Loading Data Using SFTP

Custom connectors and industry data connectors leverage Nitro’s integrated SFTP server to get data into Nitro’s database.

Files are removed from the FTP directory 180 days after file creation. Related jobs and IDs are retained, but the underlying file is removed.

Connecting to the SFTP Server

Credentials

SFTP user credentials are issued when Nitro Support provisions the connector. These credentials are unique for each connector and contain the following components:

  • User Name – for each specific connector
  • Password
  • API Key – 128-character reusable key placed in the .CTL control file to initiate Nitro ETL jobs

Hostname and Location

The hostname for the SFTP connection depends on the location of the Nitro cluster:

Region Endpoint
US cdw-02-sftp-us.veevanitro.com
EU cdw-sftp-eu.veevanitro.com
AP cdw-sftp-ap.veevanitro.com

All locations require the FTP protocol 'SFTP - SSH File Transfer Protocol.'

Customers with firewall rules defining where data from their corporate network can be sent must contact Nitro Support for the IP address to whitelist.

Uploading Data

After configuring the connection to the connector-specific SFTP location, load data files into the root directory of the connector SFTP site:

Copy
/upload/<Cluster Name>/<Instance Name>/<Connector Name>/

Data should be loaded via a .csv data file – preferably fully quoted, fully escaped, CSV RFC 4180 Standard Compliant, UTF8 file.
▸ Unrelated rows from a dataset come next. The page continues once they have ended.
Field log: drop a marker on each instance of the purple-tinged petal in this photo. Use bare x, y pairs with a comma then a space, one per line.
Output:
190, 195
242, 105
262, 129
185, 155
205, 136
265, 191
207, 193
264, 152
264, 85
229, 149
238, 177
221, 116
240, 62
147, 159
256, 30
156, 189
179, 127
Nitro supports the following compression for uploading individual data files via SFTP:

  • gz
  • zip

Control Files

A Nitro control file is a text file with a .ctl extension, and copied into the /ctlfiles directory in the SFTP folder. A control file is required to upload data to Nitro and is used to is used to trigger a Nitro ETL process, indicating the underlying file has completed it's FTP upload and is ready to be processed.

Fields in the.ctl file can include:

  • uploadFilename - (required) – must refer to the name of the .csv text file being loaded
  • userAPIKey - (required) - API key issued by Nitro support/operations for the user loading the data
  • runTaskJob - (required) - identifies the name of the ETL job processed to load the file. For most load processes, Nitro recommends jb_ftp_intelligentload__v, as it detects the most appropriate load techniques for the data file being processed (as determined by the values set in the YML files).
  • Loading Patterns are noted on the YML files
  • targetTableName - (required) - name of the STG table definition used to identify the metadata being loaded. For example, sample_STG__c
  • maxErrorCount (optional) - number of failed rows Nitro processes before aborting the entire process. Admins can update the max error count attribute (maxErrorCount) in an FTP YAML file for a data source. This allows admins to load partial files with more than 1,000 errors without the ctl file (control file). The default value is 1,000. If a max error count is not provided, the default value is used.
  • userName - (optional) - username of the user loading the data

Example .ctl File

Copy
uploadFilename=sample_*.csv
# credentials used to run ETL job. JCI provides the key.
userAPIKey=abcd1234abcd
userName=sftp_username__v
# job / task sequence to run to load file
runTaskJob=jb_ftp_intelligentload__v
targetTableName=sample_stg__v
maxErrorCount=1000

Shapeshifting for FTP Intelligent Load

Changing file layouts for data being loaded into Nitro requires redshift tables to be adjusted to match the new file layout. Users can remove columns from a table and add columns to the end of existing redshift tables in FTP connectors without manually manipulating the redshift tables. The removed columns remain in the ODS, without new updates to these fields.

Processing Data

Data is processed by adding a control file to the ctl directory within the Connector root directory:

Copy
/upload/<Cluster Name>/<Instance Name>/<Connector Name>/ctlfile

Data Validation

Nitro performs preliminary validation on the data before loading it into the database. Validation includes:

  • Ensuring the number of columns in the inbound raw data matches what is expected in the FTP yml definition
  • Ensuring the data types as defined in the FTP yml definition are compatible with what is coming in from the raw data
  • Ensuring required fields are present in the raw data
  • Ensuring the field lengths in the raw data are supported by what is specified in the FTP yml definition

Nitro identifies errors and continues processing until the error threshold is reached, defined by the maxErrorCount control file attribute.

YAML File Validation

Nitro validates table YAMLs to detect invalid table, column name, and data type when the metadata is stored. If any of these are found during validation, an error occurs and the metadata is not stored. Since admins are notified in advance of loading table YAML files into Nitro if there is an issue with the file, they can correct any issues before the table is created.

The following validations apply to the table YAMLs.

<Table/ Column Name>

  • Contain only ASCII letters, digits, underscore characters (_), or dollar signs ($)
  • Begin with an alphabetic character or underscore character
  • Be between 1 and 127 characters in length
  • Contain no quotation marks and no spaces. Not be a reserved SQL keyword.

<Data Type>

  • Data type should be supported by RS